You are viewing a plain text version of this content. The canonical link for it is here.
Posted to dev@tvm.apache.org by tqchen via Apache TVM Discuss <no...@discuss.tvm.ai> on 2021/02/09 18:38:54 UTC

[Apache TVM Discuss] [Development/RFC] [RFC] Python Dependencies in TVM CI Containers


Thanks for the discussions so far. I think everyone seems to agree on T1, it is good to have a way to have a place where users and developers can look into. T2 and T3 are the ones that worth discussing.

Trying to summarizing a few rationales of the current CI pipeline.

### R0: Use Binary Tag for Reproducibility and Stablization

During testing, the dependency being used goes beyond python dependencies(what a poetry lock file can capture) and will include things like blas version, nnpack code and cuda runtime.

**Docker binary image** is still the only reliable source of truth if we want to exactly reproduce the test runs. This is why we opted for the usage of binary tag and stage dependency images during test dependency update. So developers can pick up these tags.

### R1: Manual Fixes are Unavoidable During Dependency Update

Changes to APIs like tensorflow, pytorch will likely requires upgrade of the test cases, which means manual fixes are not avoidable. This factor also creates slight favor of building docker images separately, so incremental changes can be made. 

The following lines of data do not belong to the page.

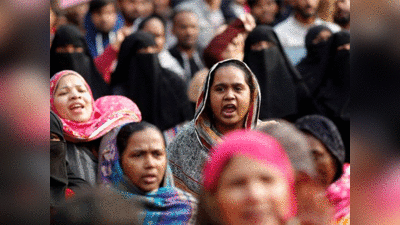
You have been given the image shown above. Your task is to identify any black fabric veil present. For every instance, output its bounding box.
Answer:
[111,31,193,130]
[50,25,110,99]
[296,25,332,94]
[244,25,307,119]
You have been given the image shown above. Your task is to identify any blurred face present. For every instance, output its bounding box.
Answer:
[295,0,319,19]
[173,12,199,49]
[251,0,278,25]
[118,0,153,23]
[92,3,117,33]
[306,134,336,187]
[121,128,167,192]
[53,75,93,122]
[312,30,332,45]
[334,0,350,25]
[216,156,289,225]
[210,66,250,133]
[65,2,89,26]
[143,18,165,52]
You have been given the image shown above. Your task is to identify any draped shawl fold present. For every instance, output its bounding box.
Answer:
[167,59,261,193]
[50,70,142,142]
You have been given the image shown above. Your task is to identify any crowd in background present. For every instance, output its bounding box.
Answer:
[50,0,350,224]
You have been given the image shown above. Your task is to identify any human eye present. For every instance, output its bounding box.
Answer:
[234,85,243,91]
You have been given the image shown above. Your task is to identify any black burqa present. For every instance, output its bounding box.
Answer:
[296,25,332,94]
[315,31,350,162]
[50,111,89,207]
[111,31,193,130]
[244,25,307,119]
[50,25,110,99]
[50,111,68,206]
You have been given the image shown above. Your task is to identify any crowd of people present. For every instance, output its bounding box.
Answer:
[50,0,350,225]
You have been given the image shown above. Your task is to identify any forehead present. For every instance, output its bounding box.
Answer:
[128,128,164,150]
[213,65,246,84]
[144,18,164,32]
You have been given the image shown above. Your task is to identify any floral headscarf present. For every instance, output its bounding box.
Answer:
[50,70,142,142]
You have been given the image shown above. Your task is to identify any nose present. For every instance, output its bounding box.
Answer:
[145,155,157,168]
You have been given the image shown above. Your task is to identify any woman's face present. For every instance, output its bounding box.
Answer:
[306,134,336,187]
[53,75,93,122]
[210,66,250,133]
[121,128,167,192]
[215,156,289,225]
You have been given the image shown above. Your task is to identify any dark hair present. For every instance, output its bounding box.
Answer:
[208,60,256,93]
[247,0,282,9]
[117,121,165,158]
[138,14,167,32]
[89,0,115,13]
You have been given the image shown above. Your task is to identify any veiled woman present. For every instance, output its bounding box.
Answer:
[167,59,260,194]
[50,70,141,187]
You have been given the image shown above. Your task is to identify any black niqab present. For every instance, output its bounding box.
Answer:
[244,25,300,119]
[50,25,109,99]
[112,31,193,130]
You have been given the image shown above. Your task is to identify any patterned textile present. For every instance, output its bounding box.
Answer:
[99,126,197,224]
[50,70,142,143]
[326,163,350,224]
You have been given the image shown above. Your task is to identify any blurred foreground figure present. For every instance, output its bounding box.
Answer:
[199,131,298,225]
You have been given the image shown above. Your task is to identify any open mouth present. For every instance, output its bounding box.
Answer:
[69,103,84,112]
[222,104,236,116]
[142,175,157,184]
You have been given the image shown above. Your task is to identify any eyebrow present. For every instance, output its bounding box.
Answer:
[57,84,82,90]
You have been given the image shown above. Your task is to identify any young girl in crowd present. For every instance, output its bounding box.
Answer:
[198,131,298,225]
[167,59,260,194]
[50,70,141,186]
[104,122,197,224]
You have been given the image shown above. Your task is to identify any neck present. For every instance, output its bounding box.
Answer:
[294,12,317,25]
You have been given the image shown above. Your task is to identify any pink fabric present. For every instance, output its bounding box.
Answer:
[203,130,297,220]
[326,163,350,221]
[59,0,90,9]
[50,70,142,142]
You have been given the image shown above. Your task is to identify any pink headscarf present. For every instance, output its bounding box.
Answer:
[203,130,297,221]
[50,70,142,142]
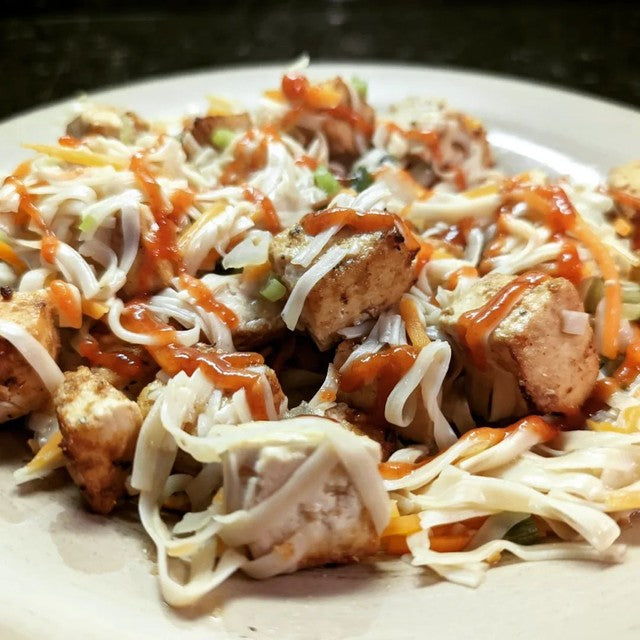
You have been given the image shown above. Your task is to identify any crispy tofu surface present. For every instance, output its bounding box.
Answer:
[271,225,416,350]
[325,402,398,461]
[67,105,149,142]
[442,274,598,413]
[53,367,142,513]
[0,289,60,422]
[224,444,380,570]
[205,274,285,351]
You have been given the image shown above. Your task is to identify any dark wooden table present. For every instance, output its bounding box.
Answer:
[0,0,640,118]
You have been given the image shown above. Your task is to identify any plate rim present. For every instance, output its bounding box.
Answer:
[0,58,640,129]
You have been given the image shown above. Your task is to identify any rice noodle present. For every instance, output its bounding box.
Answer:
[0,320,64,394]
[282,245,348,331]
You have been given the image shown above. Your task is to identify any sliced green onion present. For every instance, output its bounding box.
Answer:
[211,129,236,149]
[351,167,373,192]
[504,516,540,545]
[313,167,340,195]
[351,76,368,100]
[260,276,287,302]
[78,215,98,232]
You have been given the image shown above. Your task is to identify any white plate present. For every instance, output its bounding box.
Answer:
[0,64,640,640]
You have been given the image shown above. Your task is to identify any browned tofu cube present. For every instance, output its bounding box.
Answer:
[53,367,142,513]
[325,402,399,461]
[67,105,149,143]
[0,289,60,422]
[271,225,416,350]
[442,274,598,417]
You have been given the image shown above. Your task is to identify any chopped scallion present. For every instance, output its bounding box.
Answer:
[260,276,287,302]
[351,167,373,192]
[78,215,97,232]
[313,167,340,195]
[211,129,236,149]
[504,516,540,545]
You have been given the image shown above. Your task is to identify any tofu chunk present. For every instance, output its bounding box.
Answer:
[0,289,60,422]
[223,432,379,573]
[53,367,142,514]
[190,113,251,146]
[442,274,598,417]
[270,225,416,350]
[67,105,149,143]
[291,77,375,164]
[325,402,399,461]
[204,274,285,351]
[608,160,640,218]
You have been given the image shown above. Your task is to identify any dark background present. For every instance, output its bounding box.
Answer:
[0,0,640,118]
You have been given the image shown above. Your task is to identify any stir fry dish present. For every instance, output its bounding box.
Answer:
[0,63,640,606]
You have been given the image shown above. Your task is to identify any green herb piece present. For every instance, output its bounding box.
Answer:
[351,167,373,192]
[260,276,287,302]
[504,516,540,545]
[313,167,340,196]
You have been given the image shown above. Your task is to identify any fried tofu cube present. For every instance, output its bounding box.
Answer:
[67,104,149,143]
[441,274,599,417]
[325,402,399,461]
[608,160,640,218]
[53,367,142,514]
[203,274,285,351]
[223,428,380,577]
[0,289,60,422]
[270,225,416,350]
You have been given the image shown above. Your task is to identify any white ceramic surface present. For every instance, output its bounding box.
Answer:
[0,64,640,640]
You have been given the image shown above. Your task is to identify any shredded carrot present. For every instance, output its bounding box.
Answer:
[613,218,633,238]
[378,462,422,480]
[23,144,129,169]
[242,262,271,282]
[381,513,420,538]
[24,431,64,473]
[573,218,622,360]
[400,298,431,349]
[381,536,409,556]
[609,189,640,211]
[49,280,82,329]
[12,160,31,180]
[262,89,285,102]
[429,529,475,553]
[0,241,28,275]
[82,300,109,320]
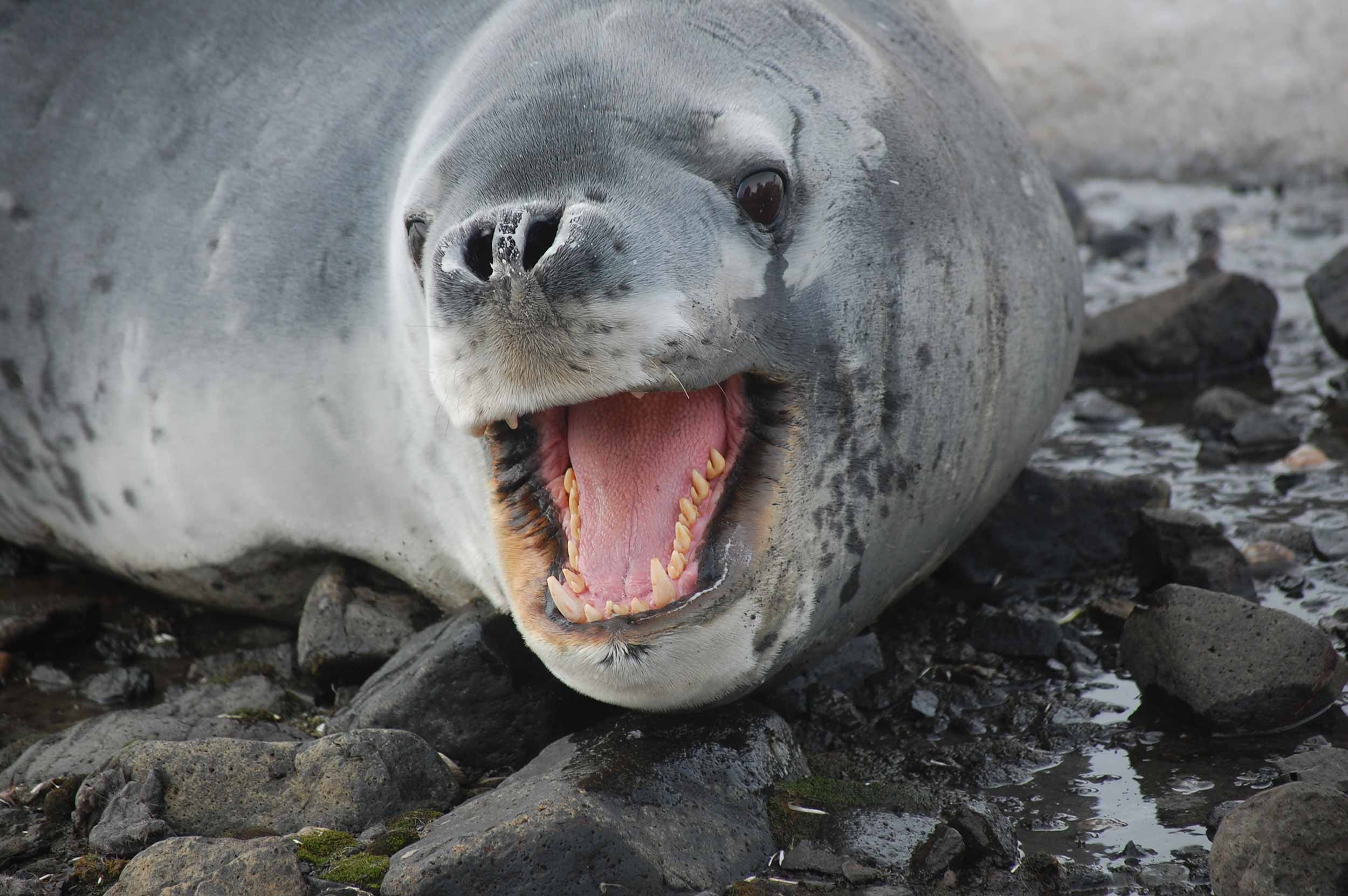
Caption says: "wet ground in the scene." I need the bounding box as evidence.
[0,181,1348,896]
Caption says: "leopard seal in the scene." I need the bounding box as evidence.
[0,0,1081,710]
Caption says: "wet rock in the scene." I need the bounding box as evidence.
[1132,508,1256,599]
[1274,747,1348,792]
[89,769,173,856]
[829,809,941,871]
[1119,585,1348,733]
[910,825,964,880]
[1077,272,1278,381]
[944,467,1170,583]
[78,729,461,837]
[1306,248,1348,357]
[1208,783,1348,896]
[298,566,439,683]
[951,801,1021,868]
[382,701,806,896]
[328,616,581,768]
[969,610,1062,659]
[1312,528,1348,561]
[188,642,295,685]
[29,666,75,691]
[0,710,309,784]
[81,666,155,704]
[105,837,309,896]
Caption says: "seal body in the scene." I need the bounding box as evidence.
[0,0,1080,709]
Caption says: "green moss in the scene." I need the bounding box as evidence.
[366,809,444,856]
[768,777,940,847]
[322,853,388,893]
[295,830,356,868]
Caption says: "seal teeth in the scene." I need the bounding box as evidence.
[547,575,585,623]
[706,449,725,480]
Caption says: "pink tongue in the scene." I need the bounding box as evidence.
[566,385,725,604]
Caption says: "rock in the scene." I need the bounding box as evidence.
[782,839,843,874]
[188,643,295,685]
[1306,248,1348,357]
[1274,747,1348,792]
[1119,585,1348,734]
[78,729,461,837]
[909,825,964,880]
[105,837,309,896]
[1077,272,1278,383]
[1310,528,1348,561]
[1207,799,1246,839]
[328,616,581,768]
[382,701,808,896]
[951,801,1021,868]
[945,467,1170,583]
[298,566,439,683]
[829,809,941,871]
[969,610,1062,659]
[29,666,75,691]
[1208,783,1348,896]
[89,769,173,856]
[0,710,309,784]
[1131,508,1256,599]
[81,666,155,704]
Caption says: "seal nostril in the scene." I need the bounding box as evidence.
[464,228,496,280]
[523,218,560,271]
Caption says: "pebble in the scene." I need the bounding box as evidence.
[77,729,463,837]
[1208,783,1348,896]
[1132,508,1256,599]
[326,615,587,769]
[382,701,806,896]
[1306,248,1348,357]
[105,837,309,896]
[1077,272,1278,383]
[1119,585,1348,734]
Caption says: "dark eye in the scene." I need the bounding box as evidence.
[407,218,426,271]
[735,171,786,226]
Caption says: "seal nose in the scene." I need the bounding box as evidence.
[463,209,561,280]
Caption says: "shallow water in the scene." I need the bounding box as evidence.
[1008,181,1348,893]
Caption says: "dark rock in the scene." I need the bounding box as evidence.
[78,729,461,837]
[945,467,1170,583]
[328,616,580,768]
[1208,783,1348,896]
[89,769,173,856]
[1274,747,1348,792]
[1306,248,1348,357]
[298,566,439,683]
[951,801,1021,868]
[1312,529,1348,561]
[1053,178,1091,245]
[1077,273,1278,381]
[910,825,964,880]
[81,666,155,704]
[969,610,1062,659]
[1132,508,1256,599]
[382,701,806,896]
[188,642,295,685]
[29,666,75,691]
[105,837,309,896]
[782,839,843,874]
[1119,585,1348,733]
[0,710,310,784]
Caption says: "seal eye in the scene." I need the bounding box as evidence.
[407,218,426,271]
[735,171,786,226]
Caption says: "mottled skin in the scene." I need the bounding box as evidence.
[0,0,1080,709]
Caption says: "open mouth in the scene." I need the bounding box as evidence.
[488,375,766,625]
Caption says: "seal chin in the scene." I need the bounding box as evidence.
[485,373,792,707]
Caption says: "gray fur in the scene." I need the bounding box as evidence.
[0,0,1080,709]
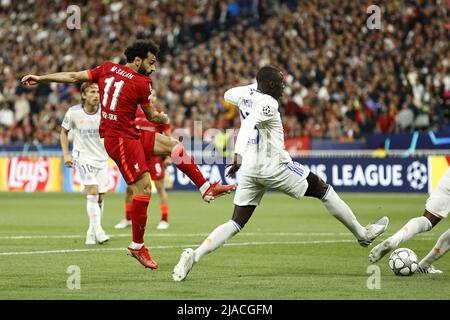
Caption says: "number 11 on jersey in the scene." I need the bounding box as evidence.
[102,77,125,111]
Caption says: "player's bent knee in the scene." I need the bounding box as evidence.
[305,172,332,199]
[231,206,256,230]
[423,210,441,228]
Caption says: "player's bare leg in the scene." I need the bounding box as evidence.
[172,205,256,282]
[369,210,441,263]
[85,185,109,245]
[127,172,158,269]
[114,186,133,229]
[154,179,170,230]
[153,133,236,202]
[417,229,450,273]
[98,193,105,218]
[305,172,389,247]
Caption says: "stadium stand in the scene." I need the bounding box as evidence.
[0,0,450,145]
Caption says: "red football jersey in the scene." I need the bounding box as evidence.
[134,108,170,133]
[88,61,152,139]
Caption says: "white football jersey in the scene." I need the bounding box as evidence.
[224,83,292,178]
[61,104,108,168]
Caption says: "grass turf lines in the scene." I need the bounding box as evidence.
[0,192,450,300]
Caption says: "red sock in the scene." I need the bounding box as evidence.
[170,143,206,189]
[159,204,169,222]
[131,195,150,243]
[125,202,131,221]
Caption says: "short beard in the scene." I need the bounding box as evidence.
[138,66,151,77]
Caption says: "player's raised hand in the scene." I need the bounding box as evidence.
[64,154,73,168]
[21,74,41,86]
[227,153,242,177]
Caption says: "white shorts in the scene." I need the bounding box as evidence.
[234,162,310,206]
[425,168,450,219]
[74,160,109,193]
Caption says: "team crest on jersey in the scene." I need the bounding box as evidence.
[263,106,273,117]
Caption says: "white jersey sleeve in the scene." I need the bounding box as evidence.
[61,108,73,131]
[223,82,257,106]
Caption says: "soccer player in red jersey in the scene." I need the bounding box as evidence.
[21,40,235,269]
[115,108,171,230]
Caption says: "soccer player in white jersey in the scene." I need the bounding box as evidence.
[173,66,389,281]
[61,82,109,245]
[369,168,450,273]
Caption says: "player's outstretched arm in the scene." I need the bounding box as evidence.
[21,70,89,86]
[60,128,73,168]
[142,103,169,124]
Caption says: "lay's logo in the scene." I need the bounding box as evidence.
[0,157,61,192]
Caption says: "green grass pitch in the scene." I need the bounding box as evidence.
[0,192,450,300]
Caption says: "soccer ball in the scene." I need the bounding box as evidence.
[389,248,419,276]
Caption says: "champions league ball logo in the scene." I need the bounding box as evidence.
[406,161,428,190]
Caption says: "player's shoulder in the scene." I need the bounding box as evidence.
[255,93,279,110]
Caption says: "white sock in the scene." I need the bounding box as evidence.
[199,181,211,196]
[98,201,105,218]
[195,220,241,262]
[322,186,366,240]
[130,242,144,250]
[419,229,450,268]
[86,195,104,234]
[389,216,432,247]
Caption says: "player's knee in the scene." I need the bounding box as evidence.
[86,186,98,196]
[305,172,332,199]
[86,194,98,203]
[231,206,256,229]
[230,219,246,232]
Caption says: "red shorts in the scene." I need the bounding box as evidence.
[147,157,166,180]
[141,130,165,180]
[104,137,148,184]
[140,130,156,161]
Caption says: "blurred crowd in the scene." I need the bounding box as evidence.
[0,0,450,145]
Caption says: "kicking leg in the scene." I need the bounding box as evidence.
[128,172,158,269]
[153,133,235,202]
[114,186,133,229]
[172,205,256,281]
[418,229,450,273]
[85,185,109,244]
[155,179,169,230]
[369,210,441,263]
[305,172,389,247]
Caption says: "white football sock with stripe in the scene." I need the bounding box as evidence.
[86,195,104,235]
[98,200,105,218]
[322,186,366,240]
[419,229,450,268]
[194,220,241,262]
[389,216,432,247]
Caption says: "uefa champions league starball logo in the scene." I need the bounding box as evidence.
[406,161,428,190]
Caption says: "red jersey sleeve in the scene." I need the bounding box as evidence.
[139,79,152,108]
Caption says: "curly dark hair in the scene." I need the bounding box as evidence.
[125,40,159,62]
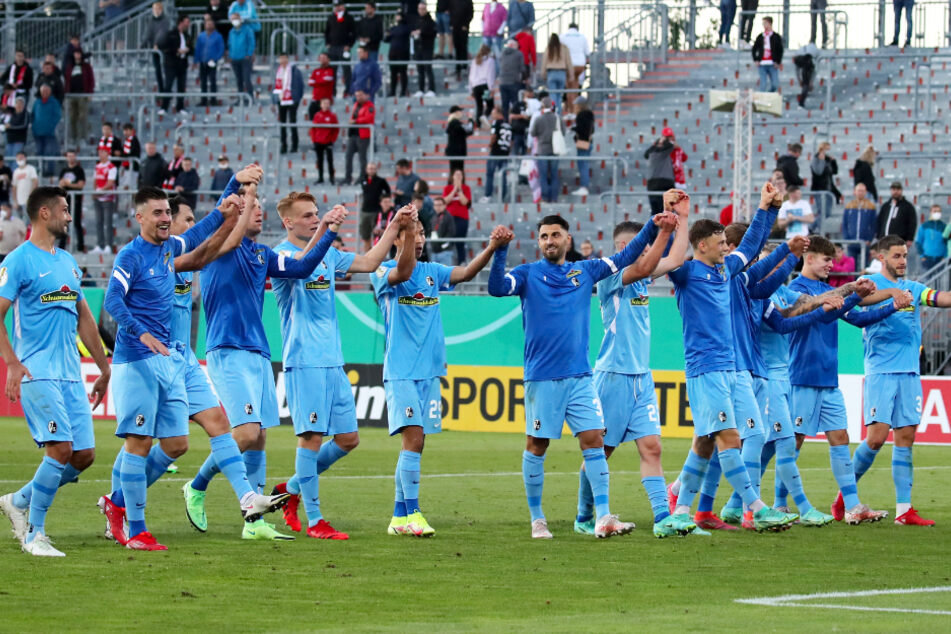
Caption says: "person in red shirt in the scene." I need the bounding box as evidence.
[307,53,334,121]
[310,97,340,185]
[442,169,472,266]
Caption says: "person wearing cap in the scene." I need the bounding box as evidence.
[644,128,674,216]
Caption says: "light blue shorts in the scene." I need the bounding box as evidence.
[764,379,796,442]
[687,370,740,436]
[384,376,442,436]
[208,348,281,429]
[185,348,220,416]
[284,366,357,436]
[525,375,604,438]
[864,372,922,428]
[790,385,849,436]
[20,380,96,451]
[594,372,660,447]
[110,346,188,438]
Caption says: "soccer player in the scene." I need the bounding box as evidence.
[370,215,511,537]
[832,235,951,526]
[789,236,911,524]
[0,187,110,557]
[575,192,694,537]
[183,177,346,540]
[273,192,416,539]
[668,183,796,531]
[489,212,677,539]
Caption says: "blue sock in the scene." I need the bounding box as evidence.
[641,476,670,524]
[892,447,914,504]
[770,438,812,515]
[697,454,723,513]
[393,451,406,517]
[26,456,63,542]
[522,451,545,522]
[576,463,594,522]
[400,449,422,515]
[294,447,323,526]
[244,449,267,493]
[119,452,148,537]
[145,444,175,486]
[284,473,300,495]
[677,451,710,512]
[317,439,347,473]
[208,433,254,502]
[581,447,611,517]
[829,445,861,509]
[720,449,759,506]
[193,453,223,492]
[852,440,880,482]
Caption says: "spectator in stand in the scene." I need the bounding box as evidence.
[310,97,340,185]
[876,181,918,247]
[35,61,66,105]
[350,45,383,101]
[482,0,509,58]
[356,0,383,62]
[32,84,63,176]
[542,33,574,115]
[829,242,856,288]
[211,154,234,196]
[507,0,535,37]
[411,0,443,97]
[529,97,565,203]
[571,97,594,196]
[429,196,456,266]
[776,185,816,239]
[852,145,878,202]
[776,143,806,187]
[882,0,915,46]
[146,2,169,92]
[644,128,674,216]
[915,205,948,271]
[64,51,96,140]
[12,150,40,216]
[175,156,201,209]
[228,13,255,99]
[449,0,474,81]
[343,90,376,185]
[393,159,419,205]
[324,0,357,97]
[383,13,412,97]
[91,149,118,255]
[442,169,472,265]
[446,106,475,175]
[753,16,783,92]
[499,38,526,120]
[4,95,30,158]
[195,13,225,106]
[479,106,512,203]
[271,53,304,154]
[469,44,495,128]
[139,141,167,186]
[842,183,878,264]
[360,163,393,251]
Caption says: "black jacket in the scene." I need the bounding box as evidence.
[753,31,783,64]
[875,197,918,242]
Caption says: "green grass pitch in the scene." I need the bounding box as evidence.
[0,419,951,633]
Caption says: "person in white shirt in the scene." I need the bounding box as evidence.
[776,185,816,238]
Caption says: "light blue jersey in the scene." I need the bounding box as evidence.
[370,260,452,381]
[0,242,83,381]
[271,240,356,368]
[594,271,651,376]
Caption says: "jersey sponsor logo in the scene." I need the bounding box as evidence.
[40,284,79,304]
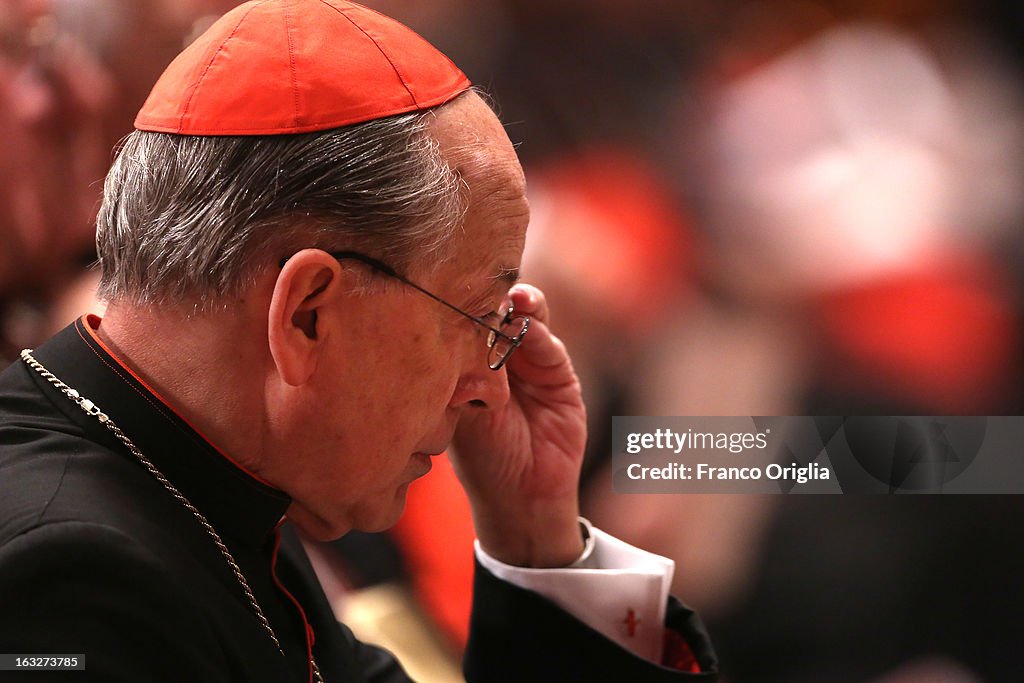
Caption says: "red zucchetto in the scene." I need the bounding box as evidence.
[135,0,470,135]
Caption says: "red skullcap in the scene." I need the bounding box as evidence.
[135,0,470,135]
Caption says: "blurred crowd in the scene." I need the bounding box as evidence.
[0,0,1024,683]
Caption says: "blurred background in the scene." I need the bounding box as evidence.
[0,0,1024,683]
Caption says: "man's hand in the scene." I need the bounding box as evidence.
[453,285,587,567]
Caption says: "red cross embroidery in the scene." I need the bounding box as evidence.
[623,609,640,638]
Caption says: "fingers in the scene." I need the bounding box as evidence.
[509,284,551,325]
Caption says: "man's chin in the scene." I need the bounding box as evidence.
[286,483,409,542]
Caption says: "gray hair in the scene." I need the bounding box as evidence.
[96,105,467,309]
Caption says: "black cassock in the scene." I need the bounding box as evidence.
[0,318,716,683]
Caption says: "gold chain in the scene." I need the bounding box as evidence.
[22,349,324,683]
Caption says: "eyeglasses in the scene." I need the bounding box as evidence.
[281,251,529,371]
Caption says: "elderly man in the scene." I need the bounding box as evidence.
[0,0,716,682]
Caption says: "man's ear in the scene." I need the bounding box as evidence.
[267,249,344,386]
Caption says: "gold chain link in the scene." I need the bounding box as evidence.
[22,349,324,683]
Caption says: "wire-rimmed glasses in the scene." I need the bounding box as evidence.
[281,251,529,371]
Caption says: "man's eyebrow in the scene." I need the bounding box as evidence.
[492,265,519,287]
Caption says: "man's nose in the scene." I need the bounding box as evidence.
[452,360,511,411]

### R2: Simple Flow to Build the Docker Image

For different down stream users e.g. folks might prefer a different CI flow that directly build the docker image from the source. Having a simple flow `docker/build.sh` to do so is super useful to these points.

### Discussions

The above factors might lead to the conclusion that l1 is likely the simplest approach to take. They are also the plan that is immediately actionable. 

On one hand, l2/l3 indeed captures more python dependencies via a lock, they do not necessarily capture all the dependency needed(see R0). Additionally, l2/l3 might involve checking in a lock file((which cannot be reviewed as we do not immediately know the impact of the change) into the repo that was produced from a file in the repo creating a cyclic-like dependency in the upgrading process(txt file to lock file).

The original constraint file(can be approved by a human) and binary tag(can be verified by CI) generally satisfies the two needs(of readability and final pining pointing), and makes R1 generally easier. Additionally, the set of python dependencies can be generated through `pip freeze` in the `ci-gpu` image(or `ci-cpu` image for cpu only packages), which means we still meed our original  requirements of tracking ci deps.





---
[Visit Topic](https://discuss.tvm.apache.org/t/rfc-python-dependencies-in-tvm-ci-containers/9011/6) to respond.

You are receiving this because you enabled mailing list mode.

To unsubscribe from these emails, [click here](https://discuss.tvm.apache.org/email/unsubscribe/6b078c3d9f03333c8a5955da227883cd084adcec76e20d44a0fa7172ff550978).

[Apache TVM Discuss] [Development/RFC] [RFC] Python Dependencies in TVM CI Containers

Posted by Andrew Reusch via Apache TVM Discuss <no...@discuss.tvm.ai>.

one thing that's particularly annoying is when an error occurs in `ci-gpu`. I can't run `ci-gpu` locally because I don't have nvidia-docker or a compatible GPU, and people on e.g. Windows will be in exactly the same boat. it's sometimes possible to quickly run the failing code locally in e.g. `ci-cpu` and reasonably expect it to fail in the same way. but you may or may not reproduce the error in doing that. in this case, you may wonder whether there is a discrepancy between Python deps that's responsible, but there's no good way to eliminate that variable.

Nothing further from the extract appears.